By Pam Martin - Kansas Department Wildlife, Parks and Tourism educator
Sandhill plum bushes are blooming, violets have already popped up and opened their buds, and, with the recent rain, toads and frogs should soon be starting their annual spring chorus. It’s a great time to get out and enjoy the sights and sounds of nature.
Listen carefully the next several nights and you might hear the raspy calls of the western chorus frog. A member of the tree frog family and one of the first frogs to begin singing in this area, chorus frogs grow to only ¾” to 1 ¼” long when mature. Despite their small stature, they produce a loud call with their vocal chords. When a large number gather and begin calling, the sound is overwhelming, reverberating through your head.
Male frogs and toads normally produce the calls heard throughout spring and summer, as they “advertise” for a mate. Both males and females produce alarm, distress and release calls, but it’s the advertising calls that we recognize.

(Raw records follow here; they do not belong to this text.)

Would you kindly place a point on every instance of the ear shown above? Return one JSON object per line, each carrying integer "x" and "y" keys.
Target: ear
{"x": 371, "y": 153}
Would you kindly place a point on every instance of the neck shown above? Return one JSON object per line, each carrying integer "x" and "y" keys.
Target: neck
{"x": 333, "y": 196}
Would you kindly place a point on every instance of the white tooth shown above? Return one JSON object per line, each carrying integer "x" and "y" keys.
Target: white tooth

As a child, I caught tree frogs, the kind with large suction cup-type toes and, every spring, tadpoles. I watched the marvelous transformation from legless, gilled tadpole to adult toad or frog, complete with all four legs and lungs. My sisters and I would walk to a pond about half a mile behind the house where bullfrogs and leopard frogs boomed out their voices. We spent many hours catching and releasing them. Mom was pretty tolerant of the creatures we collected but drew the line at keeping them for any great length of time, especially in the house.
We also caught nice fat, warty toads, probably American toads that we kept in shoe boxes for short periods of time. One of the toads did make it into the house however, where it escaped much to Mom’s chagrin.

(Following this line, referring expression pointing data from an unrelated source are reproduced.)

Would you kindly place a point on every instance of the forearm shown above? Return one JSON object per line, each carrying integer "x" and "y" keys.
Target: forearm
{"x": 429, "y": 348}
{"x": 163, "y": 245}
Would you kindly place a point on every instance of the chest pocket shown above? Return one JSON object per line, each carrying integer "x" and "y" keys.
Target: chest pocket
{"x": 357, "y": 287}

In this area, two toads are fairly common – the Woodhouse and Great Plains toads. Each has a very distinct call. The Woodhouse is a screamer, with a sound that can raise the hair on the back of your neck. Fortunately for the male Woodhouse toads, the females find the call alluring. The Great Plains toad emits a metallic trill, sounding completely different than its cousin.
The little Plains spadefoot toad is a snorer, giving voice to a call that sounds just like grandfather snoring in his recliner. Named for a small extension on its back toe, the spadefoot toad is rarely seen because it spends most of the day underground, coming out to hunt insects at night.
Another tree frog, the northern cricket frog, makes quite a racket when the males get together. Sounding like marbles or china clanking together, their call rate increases as the air warms.
Although Cheyenne Bottoms is a great place to listen to frog and toad calls, they can be found at local ponds and low areas that remain flooded for two to three months – time enough for tadpoles to develop into adults. Find a warm, spring evening to explore that wetland and see how many frogs and toads you can identify.